Chapter 03: Working with Big Data Frameworks
Activity 8: Parsing Text
Read the text files into the Spark object using the text method:
rdd_df = spark.read.text("/localdata/myfile.txt").rdd
To parse the file that we are reading, we will use lambda functions and Spark operations such as map, flatMap, and reduceByKey. flatmap applies a function to all elements of an RDD, flattens the results, and returns the transformed RDD. reduceByKey merges the values based on the given key, combining the values. With these functions, we can count the number of lines and words in the text.

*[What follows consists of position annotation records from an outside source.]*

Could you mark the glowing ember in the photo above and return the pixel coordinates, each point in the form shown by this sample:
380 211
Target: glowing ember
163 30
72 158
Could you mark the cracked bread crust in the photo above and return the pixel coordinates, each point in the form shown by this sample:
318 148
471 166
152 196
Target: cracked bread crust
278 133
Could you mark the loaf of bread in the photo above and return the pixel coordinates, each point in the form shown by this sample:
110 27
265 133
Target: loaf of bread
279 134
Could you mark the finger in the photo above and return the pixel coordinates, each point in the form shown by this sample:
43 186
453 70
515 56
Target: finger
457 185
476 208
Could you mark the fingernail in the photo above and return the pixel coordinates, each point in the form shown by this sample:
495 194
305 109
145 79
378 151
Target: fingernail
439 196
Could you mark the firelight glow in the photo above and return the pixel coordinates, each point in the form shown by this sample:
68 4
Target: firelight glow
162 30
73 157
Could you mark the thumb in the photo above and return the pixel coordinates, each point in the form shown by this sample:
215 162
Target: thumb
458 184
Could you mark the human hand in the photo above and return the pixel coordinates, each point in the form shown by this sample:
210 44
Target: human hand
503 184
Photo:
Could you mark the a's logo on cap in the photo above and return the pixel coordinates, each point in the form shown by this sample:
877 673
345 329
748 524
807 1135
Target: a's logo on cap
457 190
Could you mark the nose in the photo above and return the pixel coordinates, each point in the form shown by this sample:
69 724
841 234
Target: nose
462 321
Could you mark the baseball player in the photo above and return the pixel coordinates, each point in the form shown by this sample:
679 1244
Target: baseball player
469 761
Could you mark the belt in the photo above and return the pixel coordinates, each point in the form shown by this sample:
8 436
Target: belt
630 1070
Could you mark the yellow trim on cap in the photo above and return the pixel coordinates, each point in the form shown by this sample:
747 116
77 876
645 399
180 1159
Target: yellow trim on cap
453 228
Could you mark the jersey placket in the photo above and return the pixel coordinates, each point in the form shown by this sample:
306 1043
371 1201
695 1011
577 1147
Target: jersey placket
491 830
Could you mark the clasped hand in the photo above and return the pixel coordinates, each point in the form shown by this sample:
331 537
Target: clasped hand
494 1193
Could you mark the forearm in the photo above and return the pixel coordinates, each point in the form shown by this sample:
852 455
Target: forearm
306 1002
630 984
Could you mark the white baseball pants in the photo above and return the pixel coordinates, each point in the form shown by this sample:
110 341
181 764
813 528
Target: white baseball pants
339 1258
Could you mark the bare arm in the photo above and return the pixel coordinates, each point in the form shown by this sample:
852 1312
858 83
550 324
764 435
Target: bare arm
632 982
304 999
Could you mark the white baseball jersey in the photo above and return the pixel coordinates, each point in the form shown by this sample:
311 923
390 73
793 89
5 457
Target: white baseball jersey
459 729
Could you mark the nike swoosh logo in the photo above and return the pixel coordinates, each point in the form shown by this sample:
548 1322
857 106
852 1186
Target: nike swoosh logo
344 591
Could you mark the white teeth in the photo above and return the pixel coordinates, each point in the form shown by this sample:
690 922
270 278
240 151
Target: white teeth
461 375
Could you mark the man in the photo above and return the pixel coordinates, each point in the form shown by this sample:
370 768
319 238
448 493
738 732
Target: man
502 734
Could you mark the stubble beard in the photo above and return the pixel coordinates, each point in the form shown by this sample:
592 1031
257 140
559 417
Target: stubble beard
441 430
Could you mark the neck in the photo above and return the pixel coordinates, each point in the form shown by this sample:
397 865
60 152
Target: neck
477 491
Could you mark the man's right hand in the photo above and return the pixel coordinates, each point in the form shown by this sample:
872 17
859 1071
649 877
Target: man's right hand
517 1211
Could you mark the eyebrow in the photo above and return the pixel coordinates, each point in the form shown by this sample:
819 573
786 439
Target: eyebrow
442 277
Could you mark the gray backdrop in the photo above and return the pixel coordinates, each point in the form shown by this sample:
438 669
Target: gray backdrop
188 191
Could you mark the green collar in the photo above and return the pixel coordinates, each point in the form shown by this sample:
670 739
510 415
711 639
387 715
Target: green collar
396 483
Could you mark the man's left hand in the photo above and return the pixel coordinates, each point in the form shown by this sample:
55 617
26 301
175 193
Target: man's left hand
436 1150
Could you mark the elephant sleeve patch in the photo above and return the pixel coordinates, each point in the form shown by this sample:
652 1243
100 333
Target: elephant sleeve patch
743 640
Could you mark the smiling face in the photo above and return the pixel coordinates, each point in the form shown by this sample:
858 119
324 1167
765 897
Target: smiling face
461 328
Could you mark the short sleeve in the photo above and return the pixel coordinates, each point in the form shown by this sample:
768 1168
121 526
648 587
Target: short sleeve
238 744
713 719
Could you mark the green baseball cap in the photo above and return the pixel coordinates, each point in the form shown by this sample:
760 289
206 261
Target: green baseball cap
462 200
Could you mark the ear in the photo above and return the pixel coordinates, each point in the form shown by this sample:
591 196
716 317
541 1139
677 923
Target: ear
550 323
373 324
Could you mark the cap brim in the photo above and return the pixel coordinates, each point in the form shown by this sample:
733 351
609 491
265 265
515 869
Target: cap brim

Extract the lines from the text using the following command:
lines = rdd_df.map(lambda line: line[0])
This splits each line in the file as an entry in the list. To check the result, you can use the collect method, which gathers all data back to the driver process:
lines.collect()
Now, let's count the number of lines, using the count method:
lines.count()
Note
Be careful when using the collect method! If the DataFrame or RDD being collected is larger than the memory of the local driver, Spark will throw an error.
Now, let's first split each line into words, breaking it by the space around it, and combining all elements, removing words in uppercase:
splits = lines.flatMap(lambda x: x.split(' ')) lower_splits = splits.map(lambda x: x.lower())
Let's also remove the stop words. We could use a more consistent stop words list from NLTK, but for now, we will row our own:
stop_words = ['of', 'a', 'and', 'to']
Use the following command to remove the stop words from our token list:
tokens = lower_splits.filter(lambda x: x and x not in stop_words)
We can now process our token list and count the unique words. The idea is to generate a list of tuples, where the first element is the token and the second element is the count of that particular token.
First, let's map our token to a list:
token_list = tokens.map(lambda x: [x, 1])
Use the reduceByKey operation, which will apply the operation to each of the lists:
count = token_list.reduceByKey(add).sortBy(lambda x: x[1], ascending=False) count.collect()
Remember, collect all data back to the driver node! Always check whether there is enough memory by using tools such as top and htop.